There are two types of synapses – chemical and electrical. In chemical synapses, there is a space of about 20 nanometres between two neurons, and the way they communicate is this: One neuron converts electrical signal into chemical signals and this chemical is released into the synaptic space and the receiving neuron converts the chemical signal back into an electrical signal.
As far as the electrical synapse goes, this is not the way it operates. In these synapses, the two neurons have a physical connection and the conversion of electrical to chemical need not occur, and they communicate directly. Electrical synapses are like a physical wire, communication is faster but they are also fewer in number.
It was shown that electrical synapses are formed before chemical synapses, they are like a blueprint in which neurons make a handshake. This results in the making of chemical synapses. Research on organisms such as leeches showed that if you remove electrical synapses, the chemical synapses do not form. However, the mechanism of how it happens in higher organisms such as vertebrates was not known.

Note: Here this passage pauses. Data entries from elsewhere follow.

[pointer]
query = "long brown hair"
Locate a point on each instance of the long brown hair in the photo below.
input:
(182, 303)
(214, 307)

Researchers from TIFR-National Centre of Biological Sciences, Bengaluru, have chosen Zebrafish as a model organism to study this process. Zebrafish are transparent and neuron development in larval zebrafish can be observed from day to day by injecting a dye or by engineering the fish to express fluorescent proteins.

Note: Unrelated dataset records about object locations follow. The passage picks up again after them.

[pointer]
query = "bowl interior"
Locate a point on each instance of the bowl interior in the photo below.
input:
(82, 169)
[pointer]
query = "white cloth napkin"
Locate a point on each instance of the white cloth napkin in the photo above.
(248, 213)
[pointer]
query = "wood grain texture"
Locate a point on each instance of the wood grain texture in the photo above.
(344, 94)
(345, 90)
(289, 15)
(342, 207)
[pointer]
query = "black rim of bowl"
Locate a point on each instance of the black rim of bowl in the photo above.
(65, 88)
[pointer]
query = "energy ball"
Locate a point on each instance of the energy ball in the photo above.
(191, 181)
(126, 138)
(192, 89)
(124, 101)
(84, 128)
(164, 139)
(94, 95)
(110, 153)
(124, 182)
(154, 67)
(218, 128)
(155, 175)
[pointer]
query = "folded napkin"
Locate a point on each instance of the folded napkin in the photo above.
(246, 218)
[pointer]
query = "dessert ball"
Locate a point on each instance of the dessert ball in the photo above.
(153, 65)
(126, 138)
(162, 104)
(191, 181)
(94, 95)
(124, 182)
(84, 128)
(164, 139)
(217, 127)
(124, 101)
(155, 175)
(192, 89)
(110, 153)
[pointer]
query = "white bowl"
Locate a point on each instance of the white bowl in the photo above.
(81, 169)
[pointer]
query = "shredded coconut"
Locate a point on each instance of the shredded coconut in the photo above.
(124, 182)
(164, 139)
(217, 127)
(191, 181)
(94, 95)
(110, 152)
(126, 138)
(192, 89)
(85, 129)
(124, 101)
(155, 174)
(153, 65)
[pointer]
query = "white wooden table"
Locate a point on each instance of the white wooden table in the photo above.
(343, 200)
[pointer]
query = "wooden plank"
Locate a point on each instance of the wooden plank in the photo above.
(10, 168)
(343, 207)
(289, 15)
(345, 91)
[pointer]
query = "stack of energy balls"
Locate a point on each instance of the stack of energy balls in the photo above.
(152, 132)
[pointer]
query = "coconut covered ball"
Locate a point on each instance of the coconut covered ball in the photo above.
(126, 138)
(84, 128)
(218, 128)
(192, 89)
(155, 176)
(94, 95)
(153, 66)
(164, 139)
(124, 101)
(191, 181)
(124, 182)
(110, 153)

The group observed that knocking out a particular protein known as the gap junction delta 2b (gjd2b) in the cerebellum of zebrafish affected levels of an enzyme CaMKII. Levels of CaMKII were seen to increase in the Purkinje neurons in the cerebellum. These neurons and the cerebellum itself control co-ordination of movements in the organism. In humans for example, excess abuse of alcohol leads to damage of these cells, which results in lack of co-ordination in movement.
As Prof. Thirumalai explains, the cerebellum shows an evolutionary continuity in all vertebrates, so, too, the Purkinje neurons. Even though fish and humans diverged from a common ancestor about 500 million years ago, the cerebellum has been evolutionarily conserved. While zebrafish have about 300-400 Purkinje neurons, humans have thousands of these.
“Normally, levels of CaMKII are low in developing (immature) neurons and high in mature neurons, and the increased level actually freezes the development of dendrite arbours,” says Vatsala Thirumalai of NCBS, who led the work published in eLife. Dendrite arbours are branched ends of neurons, given this name because of their tree-like structure. “In the absence of gap junction protein, CaMKII levels prematurely increase, preventing arbours from forming. Thus, chemical synapses do not form.”
The work uses advanced techniques such as time-lapse microscopy and confocal microscopy which allowed the group to observe how the neuronal cells grow in the fish brain day after day. Electron microscopy was used to view slices of the brain to count the number of synapses present.
To make the mutant fish with gjd2b protein knocked out, the group used the genome editing tool TALEN (Transcription Activator-Like Effector Nuclease). “It is possible to do such exciting research using the latest and most advanced tools and techniques in India today. I hope this trend will encourage more students to take up a career in research,” says Prof. Thirumalai.